On 01/31/2014 10:35 AM, Mark Miller wrote:
On Jan 31, 2014, at 10:31 AM, Mark Miller <markrmil...@gmail.com> wrote:
Seems unlikely by the way. Sounds like what probably happened is that for some
reason it thought when you restarted the shard that you were creating it with
numShards=2 instead of 1.
No, that’s not right. Sorry.
It must have got assigned a new core node name. numShards would still have to
be seen as 1 for it to try and be a replica. Brain lapse.
Are you using a custom coreNodeName or taking the default?

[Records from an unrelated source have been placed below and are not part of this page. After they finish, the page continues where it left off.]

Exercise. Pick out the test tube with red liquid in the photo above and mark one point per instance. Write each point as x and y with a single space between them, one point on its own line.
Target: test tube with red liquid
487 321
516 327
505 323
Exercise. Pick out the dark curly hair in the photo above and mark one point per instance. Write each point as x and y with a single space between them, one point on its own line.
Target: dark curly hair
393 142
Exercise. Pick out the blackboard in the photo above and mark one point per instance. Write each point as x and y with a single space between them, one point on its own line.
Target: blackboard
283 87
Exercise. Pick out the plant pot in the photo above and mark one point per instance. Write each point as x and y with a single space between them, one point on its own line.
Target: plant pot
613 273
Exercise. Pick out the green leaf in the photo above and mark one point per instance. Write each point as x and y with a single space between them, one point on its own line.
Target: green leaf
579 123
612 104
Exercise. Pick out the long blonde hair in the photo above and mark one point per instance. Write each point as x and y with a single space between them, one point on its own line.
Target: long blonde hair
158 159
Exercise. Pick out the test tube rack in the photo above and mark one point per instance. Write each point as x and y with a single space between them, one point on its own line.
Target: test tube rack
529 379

Can you post your
solr.xml so we can see your genericCoreNodeNames and coreNodeName settings?
One possibility is that you got assigned a coreNodeName, but for some reason it
was not persisted in solr.xml.
- Mark
http://about.me/markrmiller
There is nothing of note in the zookeeper logs. My solr.xml (sanitized
for privacy) and identical on all 4 nodes.
<solr persistent="false"
zkHost="xx.xx.xx.xx:2181,xx.xx.xx.xx:2181,xx.xx.xx.xx:2181,xx.xx.xx.xx:2181,xx.xx.xx.xx:2181">
<cores adminPath="/admin/cores"
host="${host:}"
hostPort="8080"
hostContext="${hostContext:/x}"
zkClientTimeout="${zkClientTimeout:15000}"
defaultCoreName="c1"
shareSchema="true" >
<core name="c1"
collection="col1"
instanceDir="/dir/x"
config="solrconfig.xml"
dataDir="/dir/x/data/y"
/>
</cores>
</solr>
I don't specify coreNodeName nor a genericCoreNodeNames default value
... should I?
The tomcat log is basically just a replay of what happened.
16443 [coreLoadExecutor-4-thread-2] INFO
org.apache.solr.core.CoreContainer ? registering core: ...
# this is, I think what you are talking about above with new coreNodeName
16444 [coreLoadExecutor-4-thread-2] INFO
org.apache.solr.cloud.ZkController ? Register replica - core:c1
address:http://xx.xx.xx.xx:8080/x collection: col1 shard:shard4
16453 [coreLoadExecutor-4-thread-2] INFO
org.apache.solr.client.solrj.impl.HttpClientUtil ? Creating new http
client,
config:maxConnections=10000&maxConnectionsPerHost=20&connTimeout=30000&socketTimeout=30000&retry=false
16505 [coreLoadExecutor-4-thread-2] INFO
org.apache.solr.cloud.ZkController ? We are http://node1:8080/x and
leader is http://node2:8080/x
Then it just starts replicating.
If there is anything specific I should be groking for in these logs, let
me know.
Also, given that my clusterstate.json now looks like this:
assume:
node1=xx.xx.xx.1
node2=xx.xx.xx.2
"shard4":{
"range":"20000000-3fffffff",
"state":"active",
"replicas":{
"node2:8080_x_col1":{
"state":"active",
"core":"c1",
"node_name":"node2:8080_x",
"base_url":"http://node2:8080/x",
"leader":"true"},
**** this should not be a replica of shard2 but its own shard1
"node1:8080_x_col1":{
"state":"recovering",
"core":"c1",
"node_name":"node1:8080_x",
"base_url":"http://node1:8080/x"}},
Can I just recreate shard1
"shard1":{
***** NOTE: range is assumed based on ranges of other nodes
"range":"0-1fffffff",
"state":"active",
"replicas":{
"node1:8080_x_col1":{
"state":"active",
"core":"c1",
"node_name":"node1:8080_x",
"base_url":"http://node1:8080/x",
"leader":"true"}},
... and then remove the replica ..
"shard4":{
"range":"20000000-3fffffff",
"state":"active",
"replicas":{
"node2:8080_x_col1":{
"state":"active",
"core":"c1",
"node_name":"node2:8080_x",
"base_url":"http://node2:8080/x",
"leader":"true"}},
That would be great...
thanks for your help
David